In service and nursing professions, the invisible pain of young workers

Years “very difficult”. These words immediately come to Amel Medjahed, 22, when she is asked to describe her journey in selling clothing. “We don’t imagine it right awayraises the Parisian woman, who started as a saleswoman at the age of 15 during her professional graduation from commerce, but the saleswoman means handling all day.

Carrying packages of clothes weighing several kilograms, unpacking, putting them on shelves – sometimes several meters high -, picking up, folding, collecting… All while standing constantly.

Having gone through various brands, from underwear to high-end stores, Amel returns home in the evening with severe pain in his leg, caused by repeated trampling. Before the age of 20, she developed pains in her arms, shoulders and ribs that lasted for a long time.

In the shopping centers where she worked, the lack of windows, and thus natural light, disrupted her biological rhythm and gradually caused her eyesight to deteriorate.

In his entourage, however, some strive for it “reduce” the fatigue created by this highly feminized profession (88% of clothing salespeople are saleswomen), reports Amel.

“People will say it’s an easy job, even a bit stupid, but you have to see what it’s like to carry packages four times your weight for hours! »exclaims a young woman who, exhausted, recently went from a clothing store to an optician.

Like sales, hairdressing, esthetics and catering are very female sectors in which the workers, often young, are exposed to numerous physical risks.
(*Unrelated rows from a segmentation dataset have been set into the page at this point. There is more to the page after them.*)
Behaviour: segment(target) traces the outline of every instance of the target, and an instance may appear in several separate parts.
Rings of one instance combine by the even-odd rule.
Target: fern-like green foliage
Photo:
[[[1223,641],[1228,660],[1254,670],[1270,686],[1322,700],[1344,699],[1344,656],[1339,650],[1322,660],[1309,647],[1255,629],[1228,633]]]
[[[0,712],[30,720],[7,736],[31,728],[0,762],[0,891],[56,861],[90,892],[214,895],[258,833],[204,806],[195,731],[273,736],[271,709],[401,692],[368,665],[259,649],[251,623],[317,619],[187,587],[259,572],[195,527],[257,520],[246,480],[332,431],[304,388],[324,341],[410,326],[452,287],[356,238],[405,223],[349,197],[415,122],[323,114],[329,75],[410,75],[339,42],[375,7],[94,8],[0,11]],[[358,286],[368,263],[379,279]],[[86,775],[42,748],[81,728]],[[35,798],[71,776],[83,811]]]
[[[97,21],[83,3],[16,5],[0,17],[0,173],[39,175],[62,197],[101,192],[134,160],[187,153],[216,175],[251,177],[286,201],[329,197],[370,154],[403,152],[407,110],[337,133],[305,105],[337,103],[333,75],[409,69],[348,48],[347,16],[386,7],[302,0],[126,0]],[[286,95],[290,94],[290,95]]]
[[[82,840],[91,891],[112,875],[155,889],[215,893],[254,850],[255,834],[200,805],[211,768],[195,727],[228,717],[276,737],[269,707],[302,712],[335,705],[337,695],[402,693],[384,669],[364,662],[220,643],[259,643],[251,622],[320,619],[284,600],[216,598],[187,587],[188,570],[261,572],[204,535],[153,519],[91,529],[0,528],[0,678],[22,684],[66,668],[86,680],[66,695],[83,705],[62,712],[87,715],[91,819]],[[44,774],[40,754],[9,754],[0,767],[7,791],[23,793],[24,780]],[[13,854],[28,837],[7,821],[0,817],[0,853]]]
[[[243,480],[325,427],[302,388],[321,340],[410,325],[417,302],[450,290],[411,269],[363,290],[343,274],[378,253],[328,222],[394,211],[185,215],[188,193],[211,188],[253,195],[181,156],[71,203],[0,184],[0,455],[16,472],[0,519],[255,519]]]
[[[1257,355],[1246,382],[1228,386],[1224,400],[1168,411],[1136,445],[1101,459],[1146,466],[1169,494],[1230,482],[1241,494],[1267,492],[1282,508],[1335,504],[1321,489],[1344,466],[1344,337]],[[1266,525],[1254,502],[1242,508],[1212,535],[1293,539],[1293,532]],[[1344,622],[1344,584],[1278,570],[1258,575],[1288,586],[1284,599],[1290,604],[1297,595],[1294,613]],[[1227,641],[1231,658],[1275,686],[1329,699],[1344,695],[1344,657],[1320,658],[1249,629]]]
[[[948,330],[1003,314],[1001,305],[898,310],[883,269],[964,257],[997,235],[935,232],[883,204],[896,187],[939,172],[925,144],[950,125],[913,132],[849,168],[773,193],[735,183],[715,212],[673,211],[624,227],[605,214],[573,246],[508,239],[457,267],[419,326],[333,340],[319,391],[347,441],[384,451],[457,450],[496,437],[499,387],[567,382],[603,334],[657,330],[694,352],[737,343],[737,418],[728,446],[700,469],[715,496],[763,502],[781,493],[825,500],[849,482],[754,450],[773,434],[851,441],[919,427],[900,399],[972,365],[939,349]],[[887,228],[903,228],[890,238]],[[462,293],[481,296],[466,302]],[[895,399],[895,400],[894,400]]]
And that in complete invisibility. When she co-directed a study of apprentices in the automotive and hairdressing trades sociologist Fanny Renard nevertheless noticed that in hairdressing, “the effort is as serious as in car garages: many musculoskeletal disorders, due to the position of the hands and repeated gesticulations, or even daily dealing with toxic products”.

Unstable conditions

Since her beginnings in hairdressing, Tifanny (who does not give her last name), now 31 years old, has suffered from recurrent tendinitis.

In the cheap salon in the north where she started in CAP and then in BTS, she does shampoos, haircuts and blow-drying. “chain”, elbows constantly in the air carrying a hair dryer and scissors. Without always having time to set up well or recover, with “a lot of overtime”.